What is the difference between a Baker’s cyst and a popliteal cyst?
Baker’s cyst and popliteal cyst are synonymous terms for the same condition: A fluid-filled synovial sac at the back of the knee. Both terms map to the same ICD-10-CM codes. “Baker’s cyst” is the eponymous clinical term; “popliteal cyst” is the anatomical description. M66.0 applies to the ruptured version of either term.

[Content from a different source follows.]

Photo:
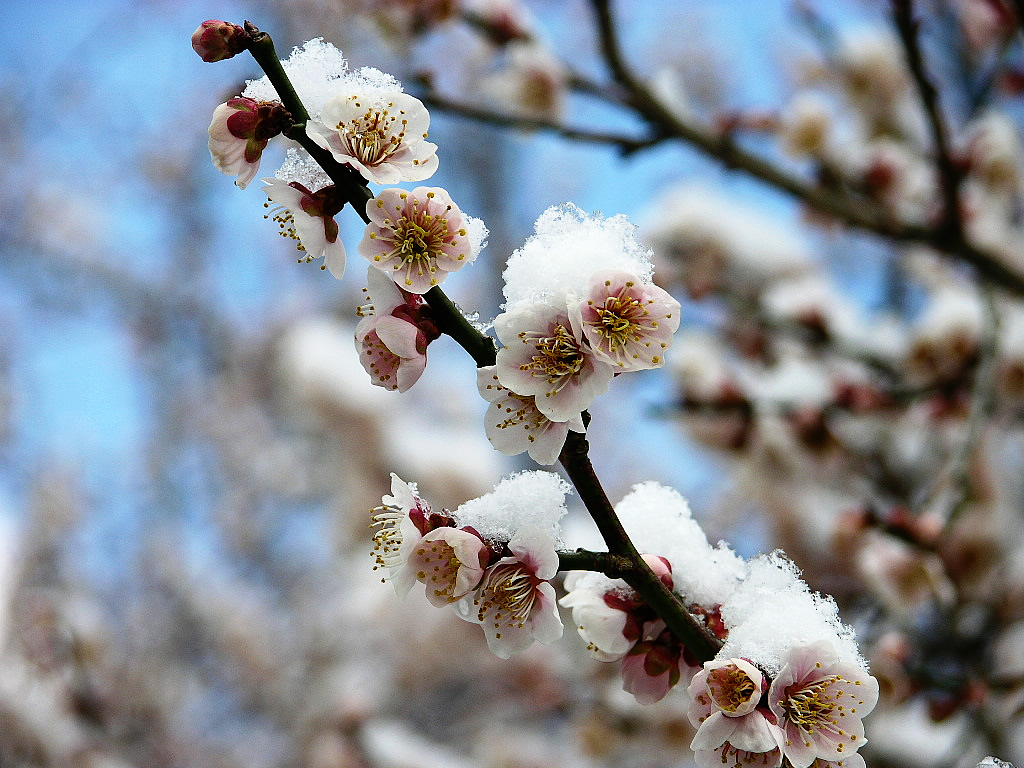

What CPT codes are associated with M66.0?
The most common CPT codes paired with M66.0 include 27345 (excision of popliteal cyst), 20612 (aspiration of ganglion cyst), 29881 (arthroscopy with meniscectomy when underlying pathology is addressed), and office visit codes 99213-99215 for evaluation and management. Verify current AMA CPT descriptors before billing, as codes are updated annually.
What is the parent code for M66.0?
The parent code for M66.0 is M66, which covers spontaneous rupture of synovium and tendon. M66 sits within the M60-M79 soft tissue disorders block, under the M00-M99 musculoskeletal and connective tissue diseases chapter of ICD-10-CM.
Does M66.0 require a 7th character extension?
No. M66.0 does not require a 7th character extension. It is a complete, specific code as submitted. Unlike fracture codes and certain other musculoskeletal codes that require episode-of-care 7th characters, M66.0 is billable in its 5-character form without any additional extension.